Bacterial phylogenetic reconstruction from whole genomes is robust to recombination but demographic inference is not.

UNLABELLED: Phylogenetic inference in bacterial genomics is fundamental to understanding problems such as population history, antimicrobial resistance, and transmission dynamics. The field has been plagued by an apparent state of contradiction since the distorting effects of recombination on phylogeny were discovered more than a decade ago. Researchers persist with detailed phylogenetic analyses while simultaneously acknowledging that recombination seriously misleads inference of population dynamics and selection. Here we resolve this paradox by showing that phylogenetic tree topologies based on whole genomes robustly reconstruct the clonal frame topology but that branch lengths are badly skewed. Surprisingly, removing recombining sites can exacerbate branch length distortion caused by recombination. IMPORTANCE: Phylogenetic tree reconstruction is a popular approach for understanding the relatedness of bacteria in a population from differences in their genome sequences.

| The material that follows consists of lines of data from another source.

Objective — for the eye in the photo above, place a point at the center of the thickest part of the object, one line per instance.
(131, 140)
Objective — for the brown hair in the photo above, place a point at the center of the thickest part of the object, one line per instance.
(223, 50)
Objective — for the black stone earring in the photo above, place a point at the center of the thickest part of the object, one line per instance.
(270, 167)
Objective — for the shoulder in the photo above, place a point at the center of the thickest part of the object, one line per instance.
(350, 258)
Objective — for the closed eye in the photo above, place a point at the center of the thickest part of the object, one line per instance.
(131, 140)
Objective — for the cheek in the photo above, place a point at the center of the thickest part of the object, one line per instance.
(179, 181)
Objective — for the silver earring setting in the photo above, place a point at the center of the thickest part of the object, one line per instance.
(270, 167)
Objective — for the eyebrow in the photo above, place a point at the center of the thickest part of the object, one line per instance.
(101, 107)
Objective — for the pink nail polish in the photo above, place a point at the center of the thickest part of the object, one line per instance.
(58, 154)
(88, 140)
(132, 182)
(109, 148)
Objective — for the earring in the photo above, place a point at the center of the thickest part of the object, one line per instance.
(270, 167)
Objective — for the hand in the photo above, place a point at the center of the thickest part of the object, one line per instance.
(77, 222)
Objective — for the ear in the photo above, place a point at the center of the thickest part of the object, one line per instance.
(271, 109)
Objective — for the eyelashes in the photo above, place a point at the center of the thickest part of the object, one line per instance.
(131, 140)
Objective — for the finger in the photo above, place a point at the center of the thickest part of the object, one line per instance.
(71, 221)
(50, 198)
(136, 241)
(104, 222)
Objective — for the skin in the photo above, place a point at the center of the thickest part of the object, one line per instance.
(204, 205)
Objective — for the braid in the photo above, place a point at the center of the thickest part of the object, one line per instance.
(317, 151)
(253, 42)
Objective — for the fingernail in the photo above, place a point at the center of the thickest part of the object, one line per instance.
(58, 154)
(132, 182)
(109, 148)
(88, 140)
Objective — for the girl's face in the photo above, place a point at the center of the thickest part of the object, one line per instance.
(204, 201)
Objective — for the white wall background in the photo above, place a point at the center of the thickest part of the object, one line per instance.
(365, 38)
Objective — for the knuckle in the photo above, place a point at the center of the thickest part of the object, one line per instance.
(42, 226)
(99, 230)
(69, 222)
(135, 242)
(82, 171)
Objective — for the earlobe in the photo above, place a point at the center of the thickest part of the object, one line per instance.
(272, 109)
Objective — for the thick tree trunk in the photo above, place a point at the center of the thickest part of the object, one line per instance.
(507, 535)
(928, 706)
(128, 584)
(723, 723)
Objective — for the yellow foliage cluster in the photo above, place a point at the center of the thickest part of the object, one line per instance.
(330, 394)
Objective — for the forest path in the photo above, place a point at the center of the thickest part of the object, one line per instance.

However, bacteria frequently exchange regions of their genomes by a process called homologous recombination, which violates a fundamental assumption of phylogenetic methods. Since many researchers continue to use phylogenetics for recombining bacteria, it is important to understand how recombination affects the conclusions drawn from these analyses. We find that whole-genome sequences afford great accuracy in reconstructing evolutionary relationships despite concerns surrounding the presence of recombination, but the branch lengths of the phylogenetic tree are indeed badly distorted. Surprisingly, methods to reduce the impact of recombination on branch lengths can exacerbate the problem.

Observation

Phylogenetic methods are powerful and widely used tools for reconstructing the ancestral history of pathogen populations. These methods have been used extensively in evolutionary contexts and are increasingly applied to bacterial populations in clinical settings for strain classification and outbreak detection (1). Such applications require accurate estimation of the phylogenetic tree, but this can be problematic for bacteria due to recombination, in which DNA is exchanged via transformation, transduction, or conjugation (2). In the early 2000s, several authors demonstrated that recombination distorts phylogenetic inference, leading to biased estimates of branch lengths, artifactual signals of population expansion (3), false inference of positive selection (4, 5), and unreliable reconstruction of the tree topology (6, 7). Recombination causes tree topology and branch lengths to change along the genome, preventing a single tree from adequately explaining the reticulated ancestry of recombining sequences.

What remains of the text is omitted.